Tomorrow I have an interview with a local TV station talking about cool astronomy things happening in 2023 that are visible from Saskatchewan (Moon occulting Jupiter, partial solar eclipse, maybe Comet 2022 E3 ZTF, various meteor showers, auroras as we get closer solar max, did I miss anything?) and then I get interviewed about my research and career for a podcast. Hopefully will be fun and not stressful!
First interview happening in 3 minutes. Attempted to tidy up behind me since it's for TV, but man my kids are good at making thorough messes, even on bookshelves and vertical surfaces...
Aaaaannnd after all that last-minute worrying it turned out to be for a written article. Ha! Anyway, it was a great journalist who asked good questions so I'm looking forward to seeing what he writes up!

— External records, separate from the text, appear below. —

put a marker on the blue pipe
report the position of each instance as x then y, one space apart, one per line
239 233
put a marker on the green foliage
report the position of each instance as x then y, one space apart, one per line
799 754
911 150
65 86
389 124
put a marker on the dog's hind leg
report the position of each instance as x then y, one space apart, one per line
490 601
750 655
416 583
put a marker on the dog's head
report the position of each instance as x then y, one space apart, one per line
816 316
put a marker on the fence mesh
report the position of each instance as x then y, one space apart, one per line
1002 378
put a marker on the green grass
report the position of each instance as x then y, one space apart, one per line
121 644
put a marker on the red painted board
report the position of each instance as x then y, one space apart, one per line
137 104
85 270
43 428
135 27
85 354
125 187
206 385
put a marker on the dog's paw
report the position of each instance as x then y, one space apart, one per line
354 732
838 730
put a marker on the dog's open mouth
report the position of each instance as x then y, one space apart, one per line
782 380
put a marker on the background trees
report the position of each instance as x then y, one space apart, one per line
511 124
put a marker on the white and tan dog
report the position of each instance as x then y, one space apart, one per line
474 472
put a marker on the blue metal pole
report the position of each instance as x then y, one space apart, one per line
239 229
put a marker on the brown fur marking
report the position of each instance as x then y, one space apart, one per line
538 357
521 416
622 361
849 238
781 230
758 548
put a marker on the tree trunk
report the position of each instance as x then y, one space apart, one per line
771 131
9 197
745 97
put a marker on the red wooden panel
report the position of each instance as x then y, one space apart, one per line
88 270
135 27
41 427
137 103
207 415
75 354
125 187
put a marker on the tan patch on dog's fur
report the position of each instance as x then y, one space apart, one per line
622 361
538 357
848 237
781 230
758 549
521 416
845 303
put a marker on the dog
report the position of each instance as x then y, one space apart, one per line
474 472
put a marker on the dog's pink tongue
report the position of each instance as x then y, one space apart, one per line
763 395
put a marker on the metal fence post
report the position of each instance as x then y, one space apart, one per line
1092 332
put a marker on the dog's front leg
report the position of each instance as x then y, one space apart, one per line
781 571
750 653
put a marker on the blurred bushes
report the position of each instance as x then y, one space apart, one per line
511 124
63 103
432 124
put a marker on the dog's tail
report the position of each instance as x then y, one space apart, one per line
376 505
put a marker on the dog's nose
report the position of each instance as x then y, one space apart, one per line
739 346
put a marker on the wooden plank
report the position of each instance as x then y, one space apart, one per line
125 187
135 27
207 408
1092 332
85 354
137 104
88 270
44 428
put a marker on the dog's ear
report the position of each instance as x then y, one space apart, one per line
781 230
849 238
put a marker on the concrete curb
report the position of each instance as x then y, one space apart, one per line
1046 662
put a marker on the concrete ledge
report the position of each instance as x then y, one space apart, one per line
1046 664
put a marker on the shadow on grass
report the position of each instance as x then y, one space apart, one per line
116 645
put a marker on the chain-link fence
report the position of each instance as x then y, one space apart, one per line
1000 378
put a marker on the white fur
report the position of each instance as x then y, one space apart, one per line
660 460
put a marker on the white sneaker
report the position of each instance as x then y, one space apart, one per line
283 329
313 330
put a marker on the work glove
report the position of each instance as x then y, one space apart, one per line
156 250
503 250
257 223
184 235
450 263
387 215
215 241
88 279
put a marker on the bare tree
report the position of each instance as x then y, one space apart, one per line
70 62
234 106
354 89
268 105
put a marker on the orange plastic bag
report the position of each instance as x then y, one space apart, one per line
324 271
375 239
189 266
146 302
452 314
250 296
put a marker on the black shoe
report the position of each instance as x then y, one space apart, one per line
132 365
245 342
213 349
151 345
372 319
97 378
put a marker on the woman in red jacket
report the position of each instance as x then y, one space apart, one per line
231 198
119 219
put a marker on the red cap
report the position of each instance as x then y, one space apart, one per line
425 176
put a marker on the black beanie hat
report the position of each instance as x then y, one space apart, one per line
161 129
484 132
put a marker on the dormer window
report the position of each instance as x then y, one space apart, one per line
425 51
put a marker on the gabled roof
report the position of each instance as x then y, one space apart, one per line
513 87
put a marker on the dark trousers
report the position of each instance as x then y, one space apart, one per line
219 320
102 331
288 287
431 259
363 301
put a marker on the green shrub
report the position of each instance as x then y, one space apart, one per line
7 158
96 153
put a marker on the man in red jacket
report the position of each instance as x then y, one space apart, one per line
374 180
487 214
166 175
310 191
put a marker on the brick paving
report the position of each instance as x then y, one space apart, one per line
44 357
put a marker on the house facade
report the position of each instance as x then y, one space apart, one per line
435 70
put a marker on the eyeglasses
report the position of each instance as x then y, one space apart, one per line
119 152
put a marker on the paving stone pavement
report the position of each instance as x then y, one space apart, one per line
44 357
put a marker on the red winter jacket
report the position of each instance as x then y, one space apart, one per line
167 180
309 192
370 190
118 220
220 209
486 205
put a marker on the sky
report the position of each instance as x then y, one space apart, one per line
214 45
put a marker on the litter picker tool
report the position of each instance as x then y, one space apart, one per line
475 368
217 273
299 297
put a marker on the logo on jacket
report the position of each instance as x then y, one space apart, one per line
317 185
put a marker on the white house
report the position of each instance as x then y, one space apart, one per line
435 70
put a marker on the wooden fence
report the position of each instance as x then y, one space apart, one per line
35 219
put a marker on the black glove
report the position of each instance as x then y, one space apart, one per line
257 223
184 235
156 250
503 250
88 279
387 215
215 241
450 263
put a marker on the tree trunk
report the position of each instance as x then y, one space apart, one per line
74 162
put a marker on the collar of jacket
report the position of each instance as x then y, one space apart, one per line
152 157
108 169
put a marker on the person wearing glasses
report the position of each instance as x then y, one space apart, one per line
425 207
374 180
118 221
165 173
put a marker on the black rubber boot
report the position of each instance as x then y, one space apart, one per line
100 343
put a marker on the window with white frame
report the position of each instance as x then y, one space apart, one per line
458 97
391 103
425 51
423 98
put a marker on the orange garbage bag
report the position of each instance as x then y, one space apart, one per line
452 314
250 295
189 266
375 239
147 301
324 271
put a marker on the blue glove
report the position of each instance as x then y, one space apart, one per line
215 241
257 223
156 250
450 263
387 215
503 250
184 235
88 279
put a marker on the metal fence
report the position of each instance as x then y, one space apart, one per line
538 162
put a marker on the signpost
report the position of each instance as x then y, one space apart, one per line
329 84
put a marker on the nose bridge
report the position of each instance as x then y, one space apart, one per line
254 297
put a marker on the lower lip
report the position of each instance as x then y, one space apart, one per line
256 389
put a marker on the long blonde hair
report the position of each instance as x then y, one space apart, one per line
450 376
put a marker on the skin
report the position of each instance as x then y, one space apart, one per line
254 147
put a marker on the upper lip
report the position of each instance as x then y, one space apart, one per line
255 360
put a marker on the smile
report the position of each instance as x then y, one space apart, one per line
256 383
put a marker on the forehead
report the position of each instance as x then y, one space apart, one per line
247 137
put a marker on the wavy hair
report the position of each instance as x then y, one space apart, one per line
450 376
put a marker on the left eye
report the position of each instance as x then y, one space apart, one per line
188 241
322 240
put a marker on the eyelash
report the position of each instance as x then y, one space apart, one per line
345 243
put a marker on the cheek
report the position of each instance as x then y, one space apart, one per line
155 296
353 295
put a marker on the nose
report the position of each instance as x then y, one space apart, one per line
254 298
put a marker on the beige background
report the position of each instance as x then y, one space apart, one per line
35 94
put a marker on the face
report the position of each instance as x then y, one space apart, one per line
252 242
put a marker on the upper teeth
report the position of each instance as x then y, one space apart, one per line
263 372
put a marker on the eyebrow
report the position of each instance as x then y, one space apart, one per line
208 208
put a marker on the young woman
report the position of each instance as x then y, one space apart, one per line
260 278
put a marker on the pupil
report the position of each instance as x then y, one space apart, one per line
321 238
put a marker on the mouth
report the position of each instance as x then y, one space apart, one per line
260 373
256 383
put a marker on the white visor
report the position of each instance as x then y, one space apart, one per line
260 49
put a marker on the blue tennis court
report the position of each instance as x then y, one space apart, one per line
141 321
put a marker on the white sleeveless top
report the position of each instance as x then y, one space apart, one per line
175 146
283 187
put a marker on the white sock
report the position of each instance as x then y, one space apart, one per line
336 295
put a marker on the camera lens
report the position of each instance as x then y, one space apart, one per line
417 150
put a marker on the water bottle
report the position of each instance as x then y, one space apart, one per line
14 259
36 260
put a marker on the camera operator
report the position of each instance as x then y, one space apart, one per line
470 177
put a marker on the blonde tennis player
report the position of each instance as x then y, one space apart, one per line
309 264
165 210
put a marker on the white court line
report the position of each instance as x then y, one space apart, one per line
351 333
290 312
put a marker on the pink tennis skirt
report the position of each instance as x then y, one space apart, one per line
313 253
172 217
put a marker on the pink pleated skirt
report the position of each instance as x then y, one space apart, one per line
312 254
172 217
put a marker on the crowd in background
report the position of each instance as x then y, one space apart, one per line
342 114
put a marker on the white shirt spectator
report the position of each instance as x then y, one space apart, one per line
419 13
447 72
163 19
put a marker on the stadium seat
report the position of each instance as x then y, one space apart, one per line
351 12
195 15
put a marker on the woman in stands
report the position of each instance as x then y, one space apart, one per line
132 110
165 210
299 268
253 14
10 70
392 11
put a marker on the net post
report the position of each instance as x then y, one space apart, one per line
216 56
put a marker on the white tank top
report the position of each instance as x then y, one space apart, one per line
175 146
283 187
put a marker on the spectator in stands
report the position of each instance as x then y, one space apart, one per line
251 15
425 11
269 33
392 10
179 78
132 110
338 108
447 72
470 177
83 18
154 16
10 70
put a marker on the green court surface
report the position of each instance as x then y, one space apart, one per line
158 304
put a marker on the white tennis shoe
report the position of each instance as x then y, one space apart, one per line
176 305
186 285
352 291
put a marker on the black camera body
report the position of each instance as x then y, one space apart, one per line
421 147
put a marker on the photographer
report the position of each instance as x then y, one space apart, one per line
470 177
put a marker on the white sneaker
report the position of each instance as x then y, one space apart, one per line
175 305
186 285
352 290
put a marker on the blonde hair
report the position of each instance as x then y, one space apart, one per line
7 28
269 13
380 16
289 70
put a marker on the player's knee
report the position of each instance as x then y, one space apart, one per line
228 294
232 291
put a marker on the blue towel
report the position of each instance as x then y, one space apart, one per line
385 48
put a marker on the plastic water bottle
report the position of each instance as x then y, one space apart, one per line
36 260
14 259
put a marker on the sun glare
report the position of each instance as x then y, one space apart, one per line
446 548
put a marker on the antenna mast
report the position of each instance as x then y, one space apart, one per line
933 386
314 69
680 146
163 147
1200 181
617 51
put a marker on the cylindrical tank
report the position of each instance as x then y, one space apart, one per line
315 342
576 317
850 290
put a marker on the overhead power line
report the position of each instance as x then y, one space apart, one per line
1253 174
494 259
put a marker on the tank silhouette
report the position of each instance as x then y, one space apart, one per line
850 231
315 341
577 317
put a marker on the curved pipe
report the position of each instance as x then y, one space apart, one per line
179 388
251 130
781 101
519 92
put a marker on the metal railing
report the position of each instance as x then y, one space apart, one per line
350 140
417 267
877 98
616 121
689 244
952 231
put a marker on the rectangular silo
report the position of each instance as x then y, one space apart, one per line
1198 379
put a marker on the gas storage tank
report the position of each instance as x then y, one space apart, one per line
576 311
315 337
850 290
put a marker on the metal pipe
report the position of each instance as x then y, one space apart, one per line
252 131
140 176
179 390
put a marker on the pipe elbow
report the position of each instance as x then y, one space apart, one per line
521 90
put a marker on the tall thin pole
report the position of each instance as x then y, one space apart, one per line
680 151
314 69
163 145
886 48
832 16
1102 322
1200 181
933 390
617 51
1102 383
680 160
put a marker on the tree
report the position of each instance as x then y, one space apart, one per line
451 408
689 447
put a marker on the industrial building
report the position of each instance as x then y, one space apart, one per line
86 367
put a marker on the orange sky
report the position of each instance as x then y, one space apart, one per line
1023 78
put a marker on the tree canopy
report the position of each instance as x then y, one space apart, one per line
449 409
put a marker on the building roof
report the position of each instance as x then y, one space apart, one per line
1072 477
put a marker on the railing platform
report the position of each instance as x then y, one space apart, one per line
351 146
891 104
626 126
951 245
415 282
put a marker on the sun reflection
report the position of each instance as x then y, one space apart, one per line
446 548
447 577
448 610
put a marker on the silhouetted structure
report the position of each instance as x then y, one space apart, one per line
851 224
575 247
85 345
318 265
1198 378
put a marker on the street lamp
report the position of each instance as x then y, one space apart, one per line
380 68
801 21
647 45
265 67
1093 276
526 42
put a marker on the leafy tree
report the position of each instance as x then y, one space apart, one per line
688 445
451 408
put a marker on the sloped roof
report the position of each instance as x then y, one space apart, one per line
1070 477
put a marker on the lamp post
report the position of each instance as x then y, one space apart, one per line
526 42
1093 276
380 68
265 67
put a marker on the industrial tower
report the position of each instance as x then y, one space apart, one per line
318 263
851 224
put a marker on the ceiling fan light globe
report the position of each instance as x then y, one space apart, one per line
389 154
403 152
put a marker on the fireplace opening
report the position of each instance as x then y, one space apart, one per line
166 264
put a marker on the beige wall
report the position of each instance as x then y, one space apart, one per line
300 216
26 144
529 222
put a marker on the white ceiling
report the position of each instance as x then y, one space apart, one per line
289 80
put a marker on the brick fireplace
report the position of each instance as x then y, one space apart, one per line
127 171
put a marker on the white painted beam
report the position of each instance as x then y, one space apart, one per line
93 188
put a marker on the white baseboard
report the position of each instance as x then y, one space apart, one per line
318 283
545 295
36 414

I even brushed my hair and put on a professor sweater. Headphones or no headphones? Scarf or no scarf? When was I supposed to learn all this stuff about how to present myself on TV?!
A lot of what I've learned about sun dogs (and other super cool rainbowy things you can see in the sky on occasion) comes from this really thorough, beautifully put together website: https://atoptics.co.uk/halo/parhelia.htm
Well, during the podcast interview I got an email asking me to do ANOTHER local news interview. This one is on explaining sun dogs!! My favourite atmospheric optical phenomenon!
Today I have a summer research student starting and I'm going to have to let her in on the (somewhat embarrassing) secret that Fortran is still one of the fastest languages out there for what we need to do, then have her install a fortran compiler. Welcome to the future, student!